This year’s lower growth of Latin America economies is expected to cause an increase in unemployment rates, according to a report released this week.
"In this new, less optimistic scenario, the urban unemployment rate in 2018 is not expected to be consistently higher than 2017, once again hovering around 9.3 percent," reported the Economic Commission for Latin America and the Caribbean (ECLAC in English, CEPAL in Spanish) and the International Labor Organisation (ILO).
After the region reached its highest rate of unemployment in the last 12 years in 2017 (9.3 percent), for the first time in four year the rate has been predicted to decrease to nine percent by 2018.
However, the expansion of regional economies has been less dynamic than expected. The growth estimate for 2018 was reduced from 2.2 percent at the end of 2017 to 1.3 percent in October 2018.
Although the first semester of 2018 registered an unemployment rate reduction of 0.1 percent after seven semesters of interannual increases, the second half of the year will not be affected by any declining trend, according to the report.

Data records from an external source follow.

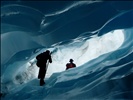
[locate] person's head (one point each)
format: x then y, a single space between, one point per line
47 51
71 60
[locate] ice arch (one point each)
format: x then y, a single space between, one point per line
84 51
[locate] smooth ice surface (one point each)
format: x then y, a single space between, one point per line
96 34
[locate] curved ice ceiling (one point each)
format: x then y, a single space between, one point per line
98 35
26 29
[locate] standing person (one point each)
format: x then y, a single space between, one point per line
42 64
70 65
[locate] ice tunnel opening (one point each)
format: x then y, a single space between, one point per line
84 51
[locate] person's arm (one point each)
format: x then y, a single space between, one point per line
66 66
50 59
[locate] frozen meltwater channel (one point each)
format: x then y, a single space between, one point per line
84 51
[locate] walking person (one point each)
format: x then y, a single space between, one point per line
42 60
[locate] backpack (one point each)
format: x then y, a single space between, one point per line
39 58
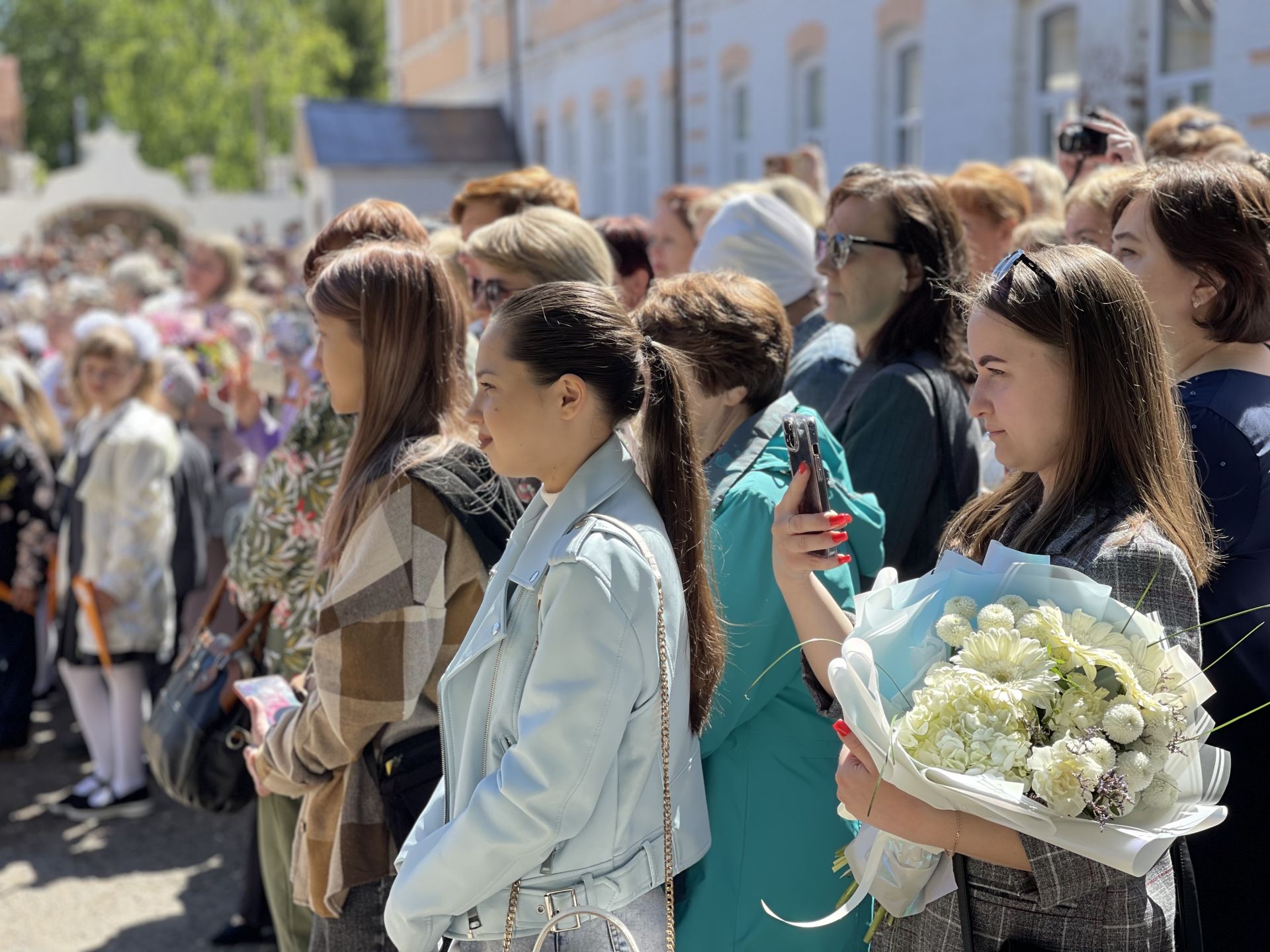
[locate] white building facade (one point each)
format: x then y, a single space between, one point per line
897 81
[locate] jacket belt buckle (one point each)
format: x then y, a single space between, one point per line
553 910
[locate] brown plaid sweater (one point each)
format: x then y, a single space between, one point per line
398 607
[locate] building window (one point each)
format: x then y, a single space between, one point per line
908 107
1185 54
736 160
636 158
808 108
1058 78
603 172
540 143
570 146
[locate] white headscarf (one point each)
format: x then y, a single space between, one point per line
761 238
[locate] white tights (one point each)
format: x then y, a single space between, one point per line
107 705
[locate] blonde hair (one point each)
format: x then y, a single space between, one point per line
446 244
546 244
113 343
1044 182
1100 190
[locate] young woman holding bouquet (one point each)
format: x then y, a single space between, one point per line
588 670
408 535
1074 390
1198 239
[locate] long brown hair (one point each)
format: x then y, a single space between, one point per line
1124 416
929 226
404 311
577 328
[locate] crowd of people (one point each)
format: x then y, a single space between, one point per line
515 494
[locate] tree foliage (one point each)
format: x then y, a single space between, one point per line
216 78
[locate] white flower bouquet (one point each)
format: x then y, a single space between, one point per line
1024 694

In the first half of the year, Brazil reached a 14.7 percent unemployment rate, followed by Argentina with 9.4 percent, Uruguay (8.7 percent), Colombia (10.7 percent), Paraguay (7.4 percent), Peru (7.1 percent), Ecuador (5 percent), and Mexico (3.5 percent).
ECLAC and the ILO also predicted "the transition toward sustainable energy will generate more than one million jobs in Latin America and the Caribbean by 2030."
In the same manner, the transition to a circular economy, “in which the efficiency and usefulness of materials is improved by promoting durability, the ability to repair, remanufacture, reuse and recycle," would generate 4.8 million jobs in 2030.
"The creation of jobs in the sectors of steel, aluminium, wood and other metals will more than compensate for the losses associated with the extraction of minerals and other materials," the report explained.